Creating a tfds.load compatible dataset

Hi everyone,

What I’m actually trying to do is quite simple but seems poorly documented.
All I want is to create an image dataset that I will be able to import through tfds, using tfds.load().

I first tried with the most simple scenario, which is importing the existing cats_vs_dogs dataset
and loading it with:

train_ds, validation_ds, test_ds = tfds.load(
    "huggingface:microsoft__cats_vs_dogs",
    split=["train[:40%]", "train[40%:50%]", "train[50%:60%]"],
    as_supervised=True,  # Include labels
)

And it worked, as expected.

I then tried to import this dataset on my personal space with simple piece of code:

from datasets import load_dataset

dataset = load_dataset("microsoft/cats_vs_dogs")
dataset.push_to_hub("my_username/cats_vs_dogs")

Which resulted in a parquet dataset, as I could expect.
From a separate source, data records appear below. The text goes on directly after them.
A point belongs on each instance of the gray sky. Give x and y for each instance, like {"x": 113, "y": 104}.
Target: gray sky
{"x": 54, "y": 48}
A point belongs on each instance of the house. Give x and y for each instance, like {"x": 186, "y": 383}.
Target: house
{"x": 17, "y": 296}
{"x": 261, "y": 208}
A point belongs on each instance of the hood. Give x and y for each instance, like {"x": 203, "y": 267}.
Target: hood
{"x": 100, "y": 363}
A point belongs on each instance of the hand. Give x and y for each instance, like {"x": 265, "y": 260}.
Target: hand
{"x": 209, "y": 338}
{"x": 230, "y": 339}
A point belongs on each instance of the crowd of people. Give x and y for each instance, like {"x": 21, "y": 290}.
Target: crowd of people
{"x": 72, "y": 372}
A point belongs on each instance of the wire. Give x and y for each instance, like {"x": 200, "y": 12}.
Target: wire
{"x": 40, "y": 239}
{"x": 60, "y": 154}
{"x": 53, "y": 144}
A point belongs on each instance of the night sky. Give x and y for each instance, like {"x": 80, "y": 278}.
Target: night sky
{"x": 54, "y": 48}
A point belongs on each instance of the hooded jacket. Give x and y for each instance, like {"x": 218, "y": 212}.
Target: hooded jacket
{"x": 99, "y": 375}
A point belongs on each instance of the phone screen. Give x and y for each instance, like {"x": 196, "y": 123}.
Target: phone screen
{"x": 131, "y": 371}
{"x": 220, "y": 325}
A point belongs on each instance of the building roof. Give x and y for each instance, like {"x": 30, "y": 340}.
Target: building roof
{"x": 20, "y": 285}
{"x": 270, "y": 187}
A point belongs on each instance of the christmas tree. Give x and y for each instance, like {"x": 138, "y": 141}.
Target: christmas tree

My surprise was to find out that this didn’t work:

train_ds, validation_ds, test_ds = tfds.load(
    "huggingface:my_username__cats_vs_dogs",
    split=["train[:40%]", "train[40%:50%]", "train[50%:60%]"],
    as_supervised=True,  # Include labels
)

I end up an error such as: dataset doesn’t support supervised learning

Also tried to create a dataset from ImageFolder, but I got a different error from pillow: “Impossible to parse ByteIO image” (kinda) when importing the dataset with tfds.

What am I missing there ?
Any help is appreciated